The nation’s healthcare system continues to be buffeted by enormous change, including implementation of The Affordable Care Act, the rise of new healthcare delivery models such as the Patient Centered Medical Home (PCMH) and Accountable Care Organizations (ACOs), fewer regulated tests, and fewer qualified lab workers. Also trending, is the rise of the “bedless” hospital and other community-based health care facilities, which also impact laboratory processes and operating procedures.
These evolving patient care models are in direct response to healthcare reform, in which providers are being rewarded for not only keeping patients healthy, but also for reining in costs and improving overall quality. In hospital and other settings, emphasizing outpatient work over an inpatient approach is the inevitable result of this new reality.
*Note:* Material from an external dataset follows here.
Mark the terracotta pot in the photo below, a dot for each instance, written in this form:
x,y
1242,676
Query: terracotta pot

Lab medicine will play a central role in these bedless and other community-based models, as 70 percent of diagnostic decisions result from work done in laboratories. But, at the same time, “laboratories can add logical structure, support efficient workflow, and promote patient care and safety through the process,” according to a January 7, 2013 article in Advance for Administrators of the Laboratory entitled “Laboratory, Outreach & the ACO Model.”
Labs also add value “by offering advanced core technologies within the lab, integrating lab information across the continuum of care, and anticipating patient needs and access to care,” the Advance article points out. “The Laboratory Information System (LIS) is often the accumulator of this information, while also providing valuable information about test utilization and other metrics to illuminate opportunities for cost savings.”
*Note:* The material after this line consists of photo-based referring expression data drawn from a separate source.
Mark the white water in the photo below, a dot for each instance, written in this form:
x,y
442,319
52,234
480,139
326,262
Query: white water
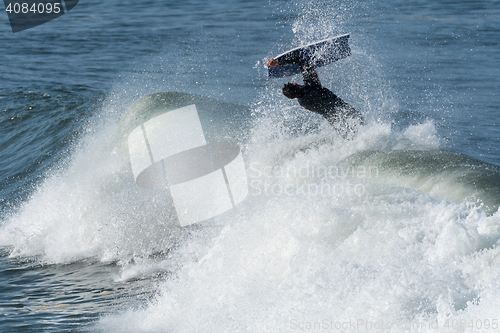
x,y
363,251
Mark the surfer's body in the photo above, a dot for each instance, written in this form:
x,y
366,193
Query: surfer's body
x,y
316,98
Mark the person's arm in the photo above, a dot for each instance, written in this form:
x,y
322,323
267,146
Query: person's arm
x,y
309,75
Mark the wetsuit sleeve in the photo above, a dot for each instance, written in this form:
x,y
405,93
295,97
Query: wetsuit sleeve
x,y
308,73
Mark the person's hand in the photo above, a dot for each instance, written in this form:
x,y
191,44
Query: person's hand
x,y
272,63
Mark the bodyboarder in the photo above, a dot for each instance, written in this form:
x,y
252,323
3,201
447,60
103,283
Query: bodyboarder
x,y
316,98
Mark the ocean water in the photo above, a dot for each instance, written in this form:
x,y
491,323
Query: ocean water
x,y
395,229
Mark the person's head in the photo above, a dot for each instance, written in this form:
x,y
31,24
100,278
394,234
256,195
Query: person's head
x,y
292,90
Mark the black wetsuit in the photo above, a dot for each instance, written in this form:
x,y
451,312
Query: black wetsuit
x,y
318,99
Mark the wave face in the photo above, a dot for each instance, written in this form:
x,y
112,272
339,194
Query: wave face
x,y
397,227
331,229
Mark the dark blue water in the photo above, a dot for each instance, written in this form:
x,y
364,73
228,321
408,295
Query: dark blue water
x,y
79,247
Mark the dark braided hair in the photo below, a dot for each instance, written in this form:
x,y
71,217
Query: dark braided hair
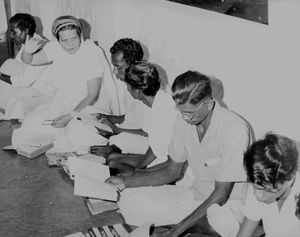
x,y
131,49
24,22
143,76
271,161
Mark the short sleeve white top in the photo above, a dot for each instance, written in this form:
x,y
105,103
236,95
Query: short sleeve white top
x,y
219,156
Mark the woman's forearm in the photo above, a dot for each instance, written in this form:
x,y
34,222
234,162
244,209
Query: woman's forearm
x,y
88,100
27,57
140,132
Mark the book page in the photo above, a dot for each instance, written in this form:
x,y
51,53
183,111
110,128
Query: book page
x,y
93,122
88,168
142,231
89,187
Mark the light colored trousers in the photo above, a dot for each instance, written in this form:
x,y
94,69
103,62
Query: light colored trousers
x,y
170,204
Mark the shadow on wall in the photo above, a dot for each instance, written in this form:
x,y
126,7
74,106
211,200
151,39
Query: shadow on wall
x,y
218,94
298,148
86,28
164,85
39,26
Other strategies which labs can utilize to demonstrate their value in new patient care models include the following, according to ARUP Laboratories, a major national reference laboratory:
- Develop outreach by extending lab services outside the four walls of the lab.
- Build electronic connectivity solutions to providers in a way that integrates data in and out of physician practice EMRs.
- Promote lean internal laboratory processes.
- Develop utilization management tools.
- Understand the laboratory’s role in the big picture.
Healthcare, and labs in particular, are facing swift and broad changes that impact the delivery of care. The medical laboratories and pathology groups that succeed in the coming cycle of proactive healthcare will be those that develop innovative ways to add value to the swiftly evolving models of integrated clinical care.